Morgan Stanley says dealmakers are ignoring the chaos and buying anyway, even as AI creates winners and losers faster than most boards can track.

The Summary

  • Companies are still doing M&A despite geopolitical volatility, energy market swings, and AI's uneven impact across sectors
  • The "uneven effects" language matters: AI isn't lifting all boats, it's creating a spread between companies that can deploy it and those drowning in the transition
  • Dealmakers are treating uncertainty as background noise, not a stop sign

The Signal

Morgan Stanley's Tom Miles told Bloomberg TV that acquisition activity continues even as three major forces reshape corporate value. First, the AI boom is creating massive valuation gaps. Companies with real AI deployment capabilities trade at premiums while laggards get compressed. That spread drives M&A. Second, energy markets remain volatile, which normally freezes dealmaking, but not this cycle. Third, geopolitical uncertainty, the perennial deal killer, is getting shrugged off.

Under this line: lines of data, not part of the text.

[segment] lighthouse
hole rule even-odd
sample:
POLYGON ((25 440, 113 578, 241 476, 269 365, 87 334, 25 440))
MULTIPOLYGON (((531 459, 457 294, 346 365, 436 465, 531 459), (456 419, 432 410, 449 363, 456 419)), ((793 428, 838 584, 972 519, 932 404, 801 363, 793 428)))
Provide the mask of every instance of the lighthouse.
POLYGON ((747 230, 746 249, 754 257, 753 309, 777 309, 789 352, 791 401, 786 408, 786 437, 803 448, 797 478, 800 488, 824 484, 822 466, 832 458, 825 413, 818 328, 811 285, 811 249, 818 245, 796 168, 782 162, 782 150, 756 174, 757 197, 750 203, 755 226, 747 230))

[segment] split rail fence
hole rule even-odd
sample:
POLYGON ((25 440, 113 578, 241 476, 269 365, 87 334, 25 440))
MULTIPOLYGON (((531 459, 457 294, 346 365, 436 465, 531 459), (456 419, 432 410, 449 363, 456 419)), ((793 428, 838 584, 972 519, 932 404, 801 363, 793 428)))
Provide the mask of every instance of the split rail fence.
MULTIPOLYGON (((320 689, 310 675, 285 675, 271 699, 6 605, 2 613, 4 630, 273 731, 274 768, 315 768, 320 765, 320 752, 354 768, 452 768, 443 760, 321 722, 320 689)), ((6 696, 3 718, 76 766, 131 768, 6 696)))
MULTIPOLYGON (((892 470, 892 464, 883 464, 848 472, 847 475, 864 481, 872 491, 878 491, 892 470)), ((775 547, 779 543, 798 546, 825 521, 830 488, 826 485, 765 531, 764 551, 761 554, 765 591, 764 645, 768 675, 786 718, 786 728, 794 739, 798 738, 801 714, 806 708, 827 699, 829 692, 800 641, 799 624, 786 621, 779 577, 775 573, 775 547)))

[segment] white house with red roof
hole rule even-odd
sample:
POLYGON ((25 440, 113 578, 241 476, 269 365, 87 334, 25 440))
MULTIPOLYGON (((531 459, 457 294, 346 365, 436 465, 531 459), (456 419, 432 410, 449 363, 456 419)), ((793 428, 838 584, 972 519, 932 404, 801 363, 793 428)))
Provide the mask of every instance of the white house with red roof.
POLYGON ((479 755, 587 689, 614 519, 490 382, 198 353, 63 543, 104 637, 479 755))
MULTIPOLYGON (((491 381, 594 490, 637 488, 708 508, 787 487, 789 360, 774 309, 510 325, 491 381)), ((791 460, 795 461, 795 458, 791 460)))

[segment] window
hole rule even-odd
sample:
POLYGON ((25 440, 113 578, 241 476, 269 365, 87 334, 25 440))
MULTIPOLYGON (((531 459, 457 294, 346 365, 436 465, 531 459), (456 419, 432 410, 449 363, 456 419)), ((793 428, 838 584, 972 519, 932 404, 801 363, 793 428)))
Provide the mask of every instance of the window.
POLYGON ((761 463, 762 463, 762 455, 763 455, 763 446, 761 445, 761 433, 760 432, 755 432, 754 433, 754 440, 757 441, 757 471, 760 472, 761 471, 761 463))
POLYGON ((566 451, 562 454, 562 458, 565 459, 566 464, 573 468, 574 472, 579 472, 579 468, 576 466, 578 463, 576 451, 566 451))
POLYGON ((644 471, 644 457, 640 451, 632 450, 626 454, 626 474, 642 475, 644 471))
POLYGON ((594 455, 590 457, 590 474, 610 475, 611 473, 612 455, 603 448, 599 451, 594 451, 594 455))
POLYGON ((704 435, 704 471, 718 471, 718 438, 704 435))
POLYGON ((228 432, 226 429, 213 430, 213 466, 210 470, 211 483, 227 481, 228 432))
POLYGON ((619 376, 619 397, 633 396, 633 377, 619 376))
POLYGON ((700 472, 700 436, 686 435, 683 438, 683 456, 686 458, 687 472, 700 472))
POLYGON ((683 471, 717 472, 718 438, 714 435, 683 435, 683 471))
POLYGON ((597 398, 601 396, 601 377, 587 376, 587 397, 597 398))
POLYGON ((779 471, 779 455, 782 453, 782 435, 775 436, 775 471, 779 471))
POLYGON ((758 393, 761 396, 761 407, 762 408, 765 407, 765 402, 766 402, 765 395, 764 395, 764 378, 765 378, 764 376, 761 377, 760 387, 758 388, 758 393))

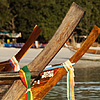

What Miles calls "uneven effects from the rise of artificial intelligence" is the polite banker way of saying some companies are building agent workforces that compound productivity while competitors are still figuring out chatbots. That gap is only widening. The companies falling behind can't catch up organically, so they buy. The companies pulling ahead need talent and IP, so they buy. Different motivations, same result: deals get done.

The energy risk is the sleeper variable. AI infrastructure is power-hungry. Data centers need stable, cheap electricity. Companies making bets on AI capabilities are also making bets on energy access. That's showing up in deal terms, due diligence, and valuation models in ways that weren't relevant 24 months ago.

The Implication

If you're running corporate strategy, the message is clear: sitting still is the riskiest move. The M&A market is pricing in AI capability gaps right now. Companies that can't build agent infrastructure internally will pay premiums to acquire it. Watch for deals where the headline rationale is "talent" or "technology" but the real driver is buying 18 months of AI deployment time. And if you're evaluating targets, energy exposure just became a line item that matters.